The ```*``` argument to the ```.count(...)``` method (in place of a column name) instructs the method to count all rows. On the other hand, the ```*``` preceding the list declaration instructs the ```.agg(...)``` method to treat the list as a set of separate parameters passed to the function.

So, we have 14% of missing observations in the weight and gender columns, twice as much in the height column, and almost 72% of missing observations in the income column. Now we know what to do.First, we will drop the 'income' feature, as most of its values are missing.

In [26]:
df_miss_no_income = df_miss.select([
    c for c in df_miss.columns if c != 'income'
  ])
df_miss_no_income.show()

if you decide to drop the observations instead, you can use the ```.dropna(...)``` method, as shown here. Here, we will also use the thresh parameter, which allows us to specify a threshold on the number of missing observations per row that would qualify the row to be dropped. This is useful if you have a dataset with tens or hundreds of features and you only want to drop those rows that exceed a certain threshold of missing values:

In [28]:
df_miss_no_income.dropna(thresh=3).show()

Here is the output
![](https://www.safaribooksonline.com/library/view/learning-pyspark/9781786463708/graphics/B05793_04_10.jpg)

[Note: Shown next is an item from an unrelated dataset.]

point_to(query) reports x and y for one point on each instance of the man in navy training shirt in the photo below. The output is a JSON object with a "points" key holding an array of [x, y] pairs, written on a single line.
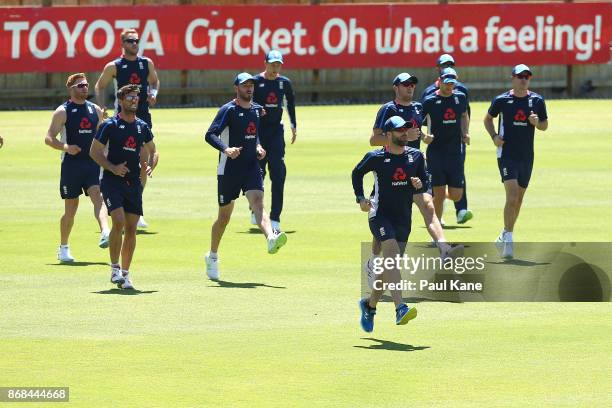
{"points": [[271, 90], [234, 132], [521, 112], [77, 119], [133, 69], [125, 135], [412, 112], [399, 175], [447, 119], [446, 61]]}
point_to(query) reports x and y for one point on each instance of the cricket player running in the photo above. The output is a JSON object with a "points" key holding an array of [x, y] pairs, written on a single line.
{"points": [[521, 112]]}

On the other hand, if you wanted to impute the observations, you can use the .fillna(...) method. This method accepts a single integer (long is also accepted), float, or string; all missing values in the whole dataset will then be filled in with that value. You can also pass a dictionary of a form ```{'<colName>': <value_to_impute>}```. This has the same limitation, in that, as the ```<value_to_impute>```, you can only pass an integer, float, or string.

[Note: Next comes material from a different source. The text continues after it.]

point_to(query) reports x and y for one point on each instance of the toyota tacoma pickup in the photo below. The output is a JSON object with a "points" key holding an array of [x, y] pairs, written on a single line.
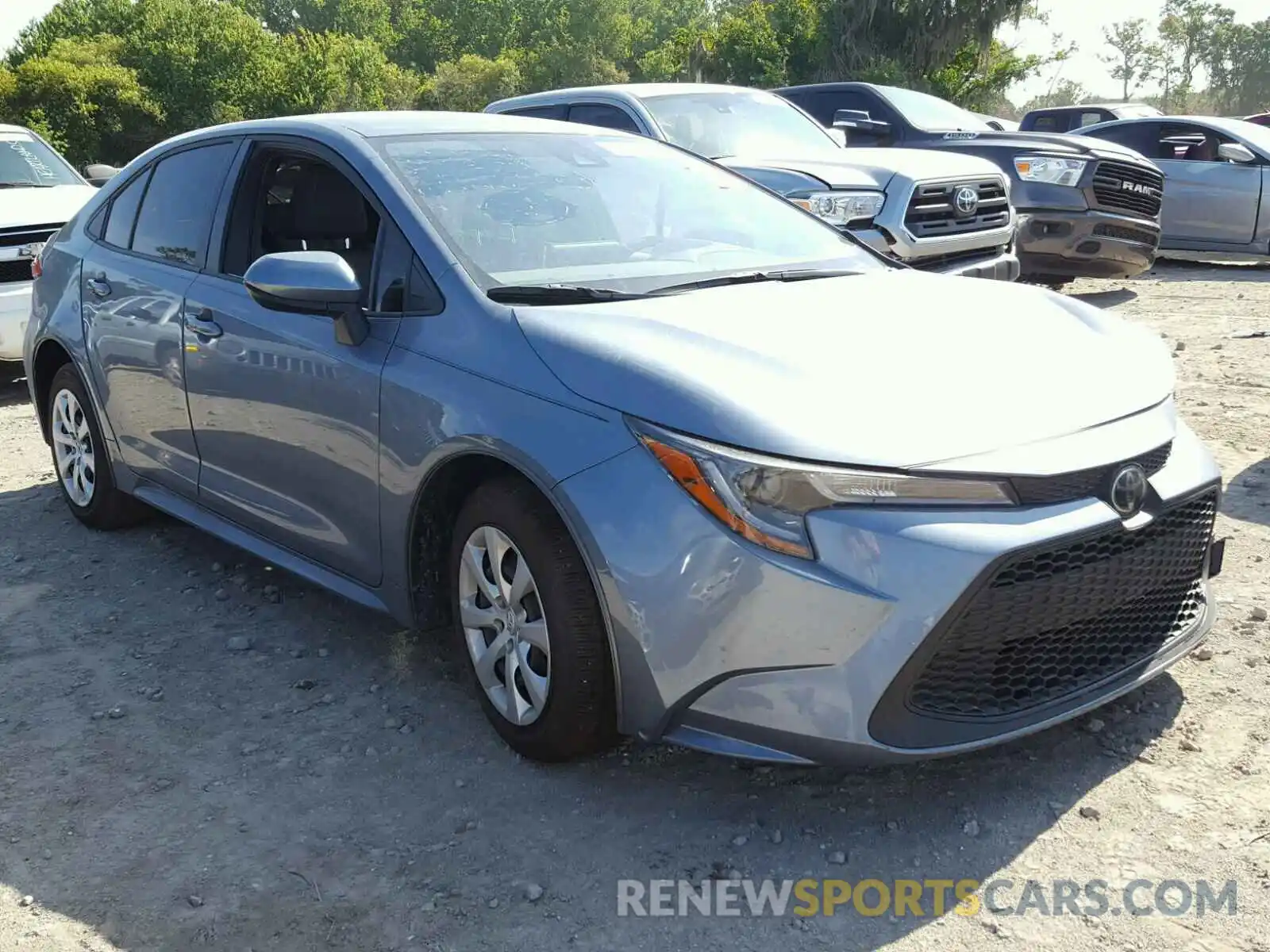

If you want to impute a mean, median, or other calculated value, you need to first calculate the value, create a dictionary with such values, and then pass it to the .fillna(...) method.

In [30]:
means = df_miss_no_income.agg(
          *[fn.mean(c).alias(c)
           for c in df_miss_no_income.columns if c != 'gender']
          ).toPandas().to_dict('records')[0]


means['gender'] = 'missing'

df_miss_no_income.fillna(means).show()

![](https://www.safaribooksonline.com/library/view/learning-pyspark/9781786463708/graphics/B05793_04_11.jpg)

**Note that** calling the .toPandas() can be problematic, as the method works essentially in the same way as .collect() in RDDs. It collects all the information from the workers and brings it over to the driver. It is unlikely to be a problem with the preceding dataset, unless you have thousands upon thousands of features.